The inside endo starts with the gymnast beginning to pike as the body is already bailing over, and keeping the shoulder angle as open as possible while the pike compression increases. Aiming to get the feet between the arms and the rail cleared before the hips, the center of mass moves down lower than a horizontal line with the bar.
The gymnast demonstrating this combination bails over with a little arch to begin the inside endo, but then shows a good compression, and on the swing up and comes out of the skill with the correct hip roll-out action. On the pirouette to mixed grip he again has a slight arch that could be refined to a straighter position and keeps his head slightly out to maintain visual contact with the rail during his pirouette which helps him to regrasp the bar more consistently.
In general, one of the most common learning mistakes of either straddle or inside endo to full pirouette is to swing down crooked after the pirouette. The reason for this mistake is an excess of support transfer to the post arm. The gymnasts shift their weight like they were going to perform the regular front pirouette that they have learned before, and that really requires a support transfer beyond the vertical of the post arm to finish square in a different bar position.
As mentioned before for the endo to mixed grip full pirouette combination, some of the gymnasts' main goals are to clear the rail, to flow from the endo to the pirouette without a large pause, and to swing down square. Notice how the gymnast keeps his eyes on the bar during the full pirouette.
Back hip circles begin from a regular cast when the gymnast leans the shoulder back off support. When the body is coming back to the bar, but before it makes contact, the gymnast's aim is to complete the skill with a straight or hollow body that moves around in a single unit.

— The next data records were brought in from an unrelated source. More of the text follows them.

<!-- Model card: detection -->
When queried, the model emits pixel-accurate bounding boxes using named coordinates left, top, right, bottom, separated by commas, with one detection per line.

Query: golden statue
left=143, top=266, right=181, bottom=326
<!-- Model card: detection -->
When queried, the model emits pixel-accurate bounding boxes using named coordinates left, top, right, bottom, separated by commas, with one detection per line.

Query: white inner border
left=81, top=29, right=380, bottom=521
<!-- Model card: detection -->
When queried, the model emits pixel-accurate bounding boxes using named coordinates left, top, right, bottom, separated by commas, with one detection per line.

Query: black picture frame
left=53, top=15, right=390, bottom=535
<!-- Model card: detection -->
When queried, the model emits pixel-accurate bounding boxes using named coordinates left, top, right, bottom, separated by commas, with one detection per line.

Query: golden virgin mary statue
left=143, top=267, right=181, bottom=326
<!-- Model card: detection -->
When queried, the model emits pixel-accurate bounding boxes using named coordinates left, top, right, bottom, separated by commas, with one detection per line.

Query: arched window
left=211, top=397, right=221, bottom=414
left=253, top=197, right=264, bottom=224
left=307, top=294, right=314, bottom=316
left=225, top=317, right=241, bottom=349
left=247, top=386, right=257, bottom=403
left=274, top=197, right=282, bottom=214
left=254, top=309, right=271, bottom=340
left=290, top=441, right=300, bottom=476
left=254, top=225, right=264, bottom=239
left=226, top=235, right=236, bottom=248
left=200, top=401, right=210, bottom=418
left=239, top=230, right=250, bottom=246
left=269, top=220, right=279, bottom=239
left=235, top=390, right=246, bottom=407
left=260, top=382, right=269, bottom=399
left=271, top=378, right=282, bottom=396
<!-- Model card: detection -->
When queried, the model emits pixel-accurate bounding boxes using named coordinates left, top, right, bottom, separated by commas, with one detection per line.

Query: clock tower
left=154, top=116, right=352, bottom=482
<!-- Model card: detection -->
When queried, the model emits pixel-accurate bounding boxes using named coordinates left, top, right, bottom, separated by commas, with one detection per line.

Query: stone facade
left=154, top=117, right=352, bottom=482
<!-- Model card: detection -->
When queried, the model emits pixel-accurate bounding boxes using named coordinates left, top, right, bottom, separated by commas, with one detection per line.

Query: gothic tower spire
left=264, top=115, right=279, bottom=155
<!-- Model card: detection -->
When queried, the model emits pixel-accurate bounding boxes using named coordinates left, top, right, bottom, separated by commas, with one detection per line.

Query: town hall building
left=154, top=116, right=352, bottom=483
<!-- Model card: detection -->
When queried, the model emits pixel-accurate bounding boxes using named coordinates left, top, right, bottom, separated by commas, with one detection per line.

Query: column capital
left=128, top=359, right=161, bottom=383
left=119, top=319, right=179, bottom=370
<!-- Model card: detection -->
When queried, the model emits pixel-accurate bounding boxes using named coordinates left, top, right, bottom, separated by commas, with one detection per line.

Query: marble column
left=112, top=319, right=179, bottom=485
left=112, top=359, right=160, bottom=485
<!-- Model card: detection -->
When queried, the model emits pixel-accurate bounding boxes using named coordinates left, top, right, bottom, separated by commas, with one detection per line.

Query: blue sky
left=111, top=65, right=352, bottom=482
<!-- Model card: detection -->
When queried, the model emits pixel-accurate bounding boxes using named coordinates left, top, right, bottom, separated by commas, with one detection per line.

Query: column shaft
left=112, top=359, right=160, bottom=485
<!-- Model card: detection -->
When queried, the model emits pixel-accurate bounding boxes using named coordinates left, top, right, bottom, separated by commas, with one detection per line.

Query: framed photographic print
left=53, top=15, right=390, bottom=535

Gymnasts begin learning back hip circles from a small cast. Right when their bodies start coming back down to the support, the coach standing on the opposite side of the bar, reaches with his arms under the rail and places one hand on the lower back and the other on the hamstring area. The hand that was on the lower back then reaches under the bar to stop the gymnast from "over rotating" the skill.
It is very important to understand the dynamic nature of spotting any gymnastics skill. The spotting patterns must be adapted to what happens on each individual attempt. the coach must be ready to move his hands to different areas according to the occurrences of each situation.
Gymnasts having problems with leaning the shoulders back out of support and turning over in one body unit for under-shoot dismounts, may benefit from learning how to make a complete back hip circle without having any momentum from a cast.
"Throwing the head out" is a very common mistake that does not add any technical or presentational value to this skill.